About The Opioid Crisis
The US opioid overdose epidemic is the worst public health disaster of our lifetimes, not excluding the ‘80s-‘90s AIDS Epidemic. Driven by opioid overdoses, aggregate US life-expectancy has declined for the past three years in a row. The last time aggregate US life-expectancy declined for three years in a row was 100 years ago, during the Spanish Influenza. During 2016-17, more Americans died from opioid overdose than during the entire 20 years of the 1955-75 Vietnam conflict.
The logical first step to saving as many lives as possible, as quickly as possible, is to get the intervention that works fastest to the people who are most likely to overdose. This means getting naloxone to opioid-dependent individuals through the service providers they regularly use, especially syringe-access programs (SAPs).

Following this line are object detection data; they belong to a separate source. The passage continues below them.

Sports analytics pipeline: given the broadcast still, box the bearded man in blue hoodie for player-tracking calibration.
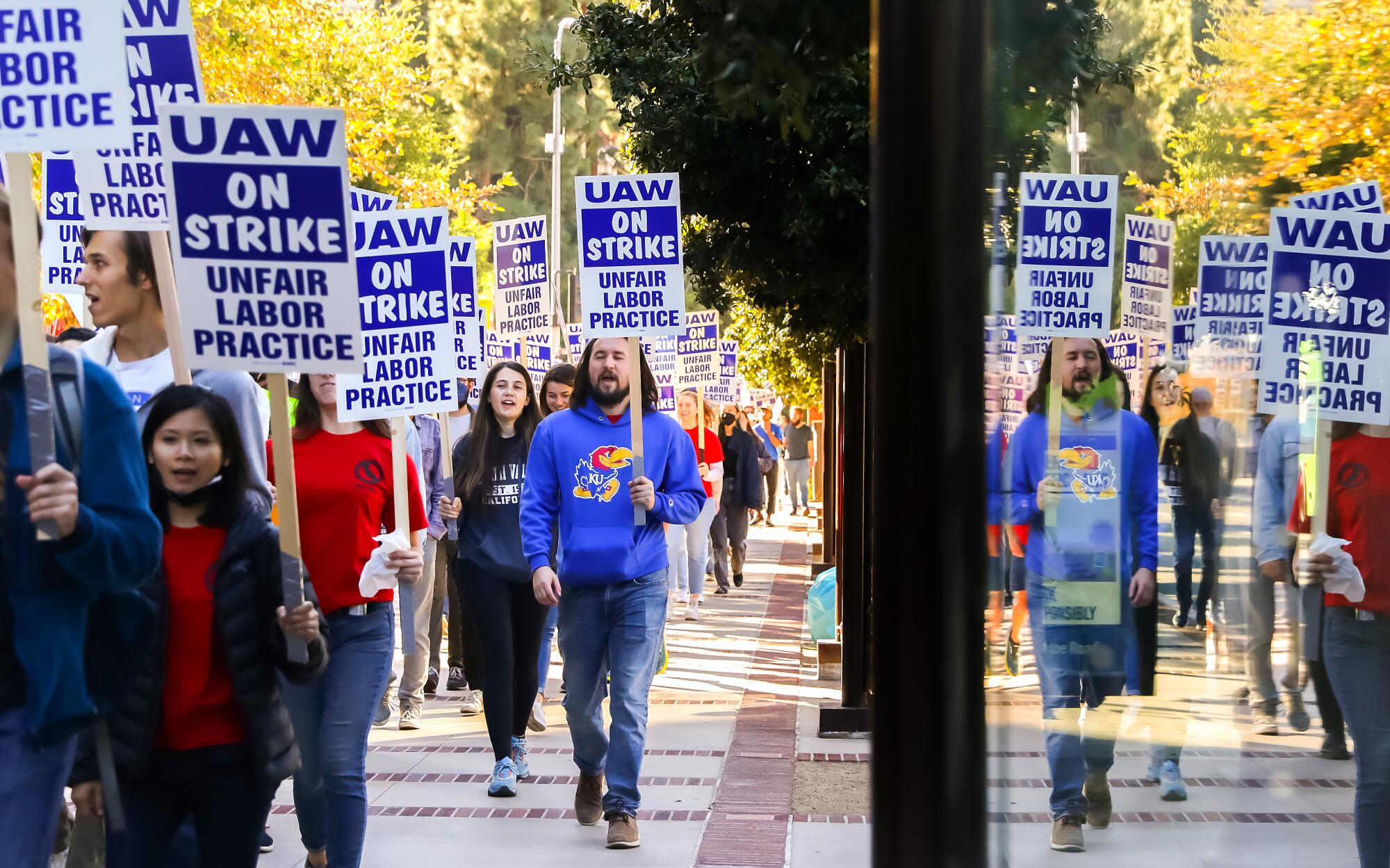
[521,338,705,849]
[1006,338,1158,853]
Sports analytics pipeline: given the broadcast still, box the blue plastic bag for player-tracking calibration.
[806,568,835,641]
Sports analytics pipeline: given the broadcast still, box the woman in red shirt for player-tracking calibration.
[1289,423,1390,868]
[666,389,728,621]
[270,374,428,868]
[72,385,325,868]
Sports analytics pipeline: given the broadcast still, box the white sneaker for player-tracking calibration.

In practice, harm reduction organizations, particularly SAPs, tend to be the only organizations in opioid-impacted communities that actively seek out ongoing and constructive relationships with people who use drugs, recent overdose survivors, and others at highest risk for a fatal overdose. It is common for people who are opioid-dependent to feel unwelcome in hospitals, primary care clinics, and community health facilities…and to come to rely on the local SAP as their primary connection to health and social services across the community, because it is the only place left where they are still treated with compassion.

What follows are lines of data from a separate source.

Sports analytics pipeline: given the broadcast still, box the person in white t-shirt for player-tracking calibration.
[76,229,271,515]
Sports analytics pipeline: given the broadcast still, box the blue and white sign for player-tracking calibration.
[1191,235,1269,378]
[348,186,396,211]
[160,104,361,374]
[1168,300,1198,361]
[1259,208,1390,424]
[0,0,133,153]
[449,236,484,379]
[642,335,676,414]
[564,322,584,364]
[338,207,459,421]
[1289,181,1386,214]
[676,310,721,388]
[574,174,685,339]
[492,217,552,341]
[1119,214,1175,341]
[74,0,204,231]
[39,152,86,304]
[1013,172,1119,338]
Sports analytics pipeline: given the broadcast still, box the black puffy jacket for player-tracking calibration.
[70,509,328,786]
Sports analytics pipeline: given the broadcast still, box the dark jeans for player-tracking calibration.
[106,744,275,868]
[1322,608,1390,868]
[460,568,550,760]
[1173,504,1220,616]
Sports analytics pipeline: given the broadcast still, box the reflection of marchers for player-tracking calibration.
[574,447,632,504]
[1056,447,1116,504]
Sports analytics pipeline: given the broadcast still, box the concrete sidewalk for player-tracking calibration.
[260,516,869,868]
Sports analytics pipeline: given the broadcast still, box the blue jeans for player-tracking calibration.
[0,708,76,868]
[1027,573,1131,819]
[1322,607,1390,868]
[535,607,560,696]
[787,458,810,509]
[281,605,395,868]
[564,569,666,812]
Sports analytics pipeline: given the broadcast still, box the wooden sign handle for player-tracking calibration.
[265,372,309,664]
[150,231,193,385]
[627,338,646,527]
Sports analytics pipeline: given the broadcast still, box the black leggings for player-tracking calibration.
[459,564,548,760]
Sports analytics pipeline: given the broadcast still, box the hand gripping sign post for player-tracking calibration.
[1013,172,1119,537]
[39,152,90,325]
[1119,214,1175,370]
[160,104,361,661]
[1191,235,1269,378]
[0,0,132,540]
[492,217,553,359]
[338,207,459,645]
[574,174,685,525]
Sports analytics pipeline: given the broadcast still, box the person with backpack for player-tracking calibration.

It costs about $10 to save a life through SAP-facilitated naloxone distribution and, nationally, about 93% of overdose survivors are still alive one year later. Further, it is common for SAPs to assist 20%-30% of their clients with entering drug & alcohol treatment every year.
Nevertheless, SAP-facilitated naloxone distribution receives almost no government funding or support. This is because—despite being the cheapest, fastest, and easiest way to save lives this week from the Opioid Epidemic—SAPs (aka “needle exchanges”) are a political third-rail.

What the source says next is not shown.